しし座
因果づくを貫く
にがい厄を負う
今週のしし座は、「さわらないではいられない」内なる魔物への呼応。あるいは、みずからの生を「当たりさわり」のある話に寄せていこうとするような星回り。
作家の車谷長吉は『因果づく』というエッセイの中で、「小説を書くという振る舞いは、魔物に『ふれる』というより、魔物に『さわる』という行為に近く、時にみずからが分泌する人間毒に感電して、何とも得体の知れないメランコリア(憂鬱)に囚われてしまうことがある」のだと告白しています。
そして、かつて行った目黒の権之助坂のおさわりバーの話などを持ち出しつつ、「『さわらないではいられない』因果づくの物の怪に追われて『さわる』のであって、魔物に『さわった』途端、こちらの生血が吸い取られる。が、当り『さわり』のない話だけを書いていたのでは、文学にならない」のだとうそぶいた上で、こう続けるのです。
いずれにしても、この「さわりたい」「さわらないではいられない」というみずからの中の魔物は、人にあっては不可避の出来事である。本当は「さわりたくない」「さわらない方がいい」、けれども「さわりたい」「さわらざるを得ない」「さわらないではいられない」「さわることなしには生きて行けない」、そういうことがある。そういう因果づくの物の怪が、人という生物の中には息をしている。まことに厄介な、にがい厄である。文学がどうのを抜きにしても、人の生はそういう厄を負うているのではないだろうか。「厄」とは木の節の目のことであり、この目は木の中にシコリとなっていて、鋸の歯など飛ばしてしまうのである。

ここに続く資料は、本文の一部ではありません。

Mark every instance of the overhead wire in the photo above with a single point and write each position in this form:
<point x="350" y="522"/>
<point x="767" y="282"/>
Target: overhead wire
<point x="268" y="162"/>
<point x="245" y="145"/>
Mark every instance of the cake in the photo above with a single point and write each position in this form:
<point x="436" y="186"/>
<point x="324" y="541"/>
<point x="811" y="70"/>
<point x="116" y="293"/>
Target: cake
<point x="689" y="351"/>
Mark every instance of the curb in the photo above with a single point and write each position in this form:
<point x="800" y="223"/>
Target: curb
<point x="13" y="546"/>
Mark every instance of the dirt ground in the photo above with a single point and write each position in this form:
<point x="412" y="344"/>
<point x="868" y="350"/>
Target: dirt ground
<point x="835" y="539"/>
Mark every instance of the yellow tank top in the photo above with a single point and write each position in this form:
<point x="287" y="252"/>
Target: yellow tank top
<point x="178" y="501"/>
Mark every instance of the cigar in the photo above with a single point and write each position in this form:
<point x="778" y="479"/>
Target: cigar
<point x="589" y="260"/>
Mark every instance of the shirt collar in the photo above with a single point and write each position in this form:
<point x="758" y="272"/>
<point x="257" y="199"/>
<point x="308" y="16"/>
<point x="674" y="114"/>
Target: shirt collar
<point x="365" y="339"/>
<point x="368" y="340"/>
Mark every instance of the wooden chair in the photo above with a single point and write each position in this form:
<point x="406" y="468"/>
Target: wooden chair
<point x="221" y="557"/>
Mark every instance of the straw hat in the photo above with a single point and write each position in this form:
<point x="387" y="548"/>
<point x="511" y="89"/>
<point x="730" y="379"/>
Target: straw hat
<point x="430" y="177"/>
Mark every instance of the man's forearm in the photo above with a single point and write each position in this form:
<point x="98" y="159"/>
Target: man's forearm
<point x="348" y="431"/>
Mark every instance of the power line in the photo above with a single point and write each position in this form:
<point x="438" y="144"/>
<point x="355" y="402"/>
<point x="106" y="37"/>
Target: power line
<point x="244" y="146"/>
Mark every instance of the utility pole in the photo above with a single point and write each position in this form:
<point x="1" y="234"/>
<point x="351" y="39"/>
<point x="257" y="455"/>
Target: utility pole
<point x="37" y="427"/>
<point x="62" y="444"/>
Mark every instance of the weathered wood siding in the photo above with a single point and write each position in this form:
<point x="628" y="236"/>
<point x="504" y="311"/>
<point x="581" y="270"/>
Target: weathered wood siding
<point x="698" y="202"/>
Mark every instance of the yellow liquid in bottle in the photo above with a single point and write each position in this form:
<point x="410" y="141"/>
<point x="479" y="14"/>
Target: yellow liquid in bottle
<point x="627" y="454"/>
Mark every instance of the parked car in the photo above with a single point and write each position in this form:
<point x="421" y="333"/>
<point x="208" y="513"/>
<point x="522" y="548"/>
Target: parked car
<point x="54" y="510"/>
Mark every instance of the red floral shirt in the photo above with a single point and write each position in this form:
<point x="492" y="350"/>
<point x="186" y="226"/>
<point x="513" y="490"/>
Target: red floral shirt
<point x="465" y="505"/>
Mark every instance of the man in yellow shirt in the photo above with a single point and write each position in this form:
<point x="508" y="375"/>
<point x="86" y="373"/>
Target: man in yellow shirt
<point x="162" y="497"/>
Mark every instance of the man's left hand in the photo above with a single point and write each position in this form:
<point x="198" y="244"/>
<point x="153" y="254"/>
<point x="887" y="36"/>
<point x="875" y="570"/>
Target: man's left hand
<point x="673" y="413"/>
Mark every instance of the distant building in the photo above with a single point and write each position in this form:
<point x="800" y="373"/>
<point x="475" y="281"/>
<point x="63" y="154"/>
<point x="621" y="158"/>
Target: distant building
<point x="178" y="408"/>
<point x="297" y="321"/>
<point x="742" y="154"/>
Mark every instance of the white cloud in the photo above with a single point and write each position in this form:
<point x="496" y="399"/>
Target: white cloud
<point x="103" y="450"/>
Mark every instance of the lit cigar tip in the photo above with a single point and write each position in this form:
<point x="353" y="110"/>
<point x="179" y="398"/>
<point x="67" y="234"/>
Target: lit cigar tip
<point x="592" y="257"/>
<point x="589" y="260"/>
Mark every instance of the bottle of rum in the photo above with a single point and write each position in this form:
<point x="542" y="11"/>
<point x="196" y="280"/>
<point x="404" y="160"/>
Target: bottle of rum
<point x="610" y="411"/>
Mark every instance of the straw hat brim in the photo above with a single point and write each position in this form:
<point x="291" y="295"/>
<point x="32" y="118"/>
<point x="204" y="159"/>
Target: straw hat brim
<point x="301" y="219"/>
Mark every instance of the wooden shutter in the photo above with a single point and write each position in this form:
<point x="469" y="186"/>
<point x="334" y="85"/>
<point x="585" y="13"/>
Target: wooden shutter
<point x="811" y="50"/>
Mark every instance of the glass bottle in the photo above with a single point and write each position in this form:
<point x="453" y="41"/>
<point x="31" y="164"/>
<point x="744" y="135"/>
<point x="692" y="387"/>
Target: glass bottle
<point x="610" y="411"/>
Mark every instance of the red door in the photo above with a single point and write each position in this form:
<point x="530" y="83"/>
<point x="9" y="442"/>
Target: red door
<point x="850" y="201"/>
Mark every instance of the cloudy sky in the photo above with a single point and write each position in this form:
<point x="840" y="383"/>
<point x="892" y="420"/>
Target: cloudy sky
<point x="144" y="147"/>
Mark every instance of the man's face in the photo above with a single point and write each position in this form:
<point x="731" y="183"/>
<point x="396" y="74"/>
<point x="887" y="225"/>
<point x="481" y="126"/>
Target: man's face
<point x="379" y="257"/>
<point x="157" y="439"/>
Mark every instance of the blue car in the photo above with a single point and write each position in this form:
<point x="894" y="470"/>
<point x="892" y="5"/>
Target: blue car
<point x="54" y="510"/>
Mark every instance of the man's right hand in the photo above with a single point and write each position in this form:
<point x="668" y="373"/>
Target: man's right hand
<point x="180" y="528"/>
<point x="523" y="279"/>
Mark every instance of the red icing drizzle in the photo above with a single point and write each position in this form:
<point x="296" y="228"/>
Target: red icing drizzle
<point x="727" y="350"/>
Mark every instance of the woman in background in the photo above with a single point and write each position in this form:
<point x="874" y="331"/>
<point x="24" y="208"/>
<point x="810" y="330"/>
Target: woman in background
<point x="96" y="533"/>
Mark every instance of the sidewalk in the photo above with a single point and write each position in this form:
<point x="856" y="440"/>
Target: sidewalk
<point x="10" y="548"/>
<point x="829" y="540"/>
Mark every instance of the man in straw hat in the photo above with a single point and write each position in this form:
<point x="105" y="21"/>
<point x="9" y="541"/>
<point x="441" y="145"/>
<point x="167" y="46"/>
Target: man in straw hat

28日に自分自身の星座であるしし座で上弦の月を迎えていく今週のあなたもまた、そんな風に自身の中に棲みついては息をしている「因果づくの物の怪」にさわらずにはいられない自分のサガについて、改めて思い知っていくことでしょう。
倫理的に無法でなくてはならない
石川淳の『六道遊行』という小説があります。千年の時空を超えて現代と奈良時代とを往復するというSF仕立ての物語で、そこには玉丸というスーパー・ベイビーが出てくるのですが、彼の後見人である成り上がりの事業家がおもしろいことを言うのです。
ばか教師がなにを知ってをるか。こはれたものをあとから継ぐといふ思想がわしには気に入らん。茶碗は割れば消える。ものは消えるといふことを知ればそれでよいではないか。あとの始末は掃除番にまかせておけ。窓ガラスに黄金のボールを投げつけてあそぶのが貴族のあそびだ。窓もボールもどこかに吹つ飛んで、空虚の中に当人がゐる。空虚こそ貴族の立つところぢやよ。
この小説はいわば男性原理と女性原理の確執を、一つの戯画化された政治史として描いているのですが、作者の「陽根の運動は必ず倫理的に無法でなくてはならない」というある意味で子どもっぽい恋愛テーゼは、最後に玉丸において「おれはひとりで行く。おもふままに振舞ふ。たれの世話にもならない。じやまなやつはどけ」というセリフとして結晶化していくのです。
同様に、今週のしし座もまた、下手に世慣れた振る舞いでお茶を濁すくらいなら、いっそ本来のしし座らしい子どもっぽいやり方に大胆に切り替えていきたいところです。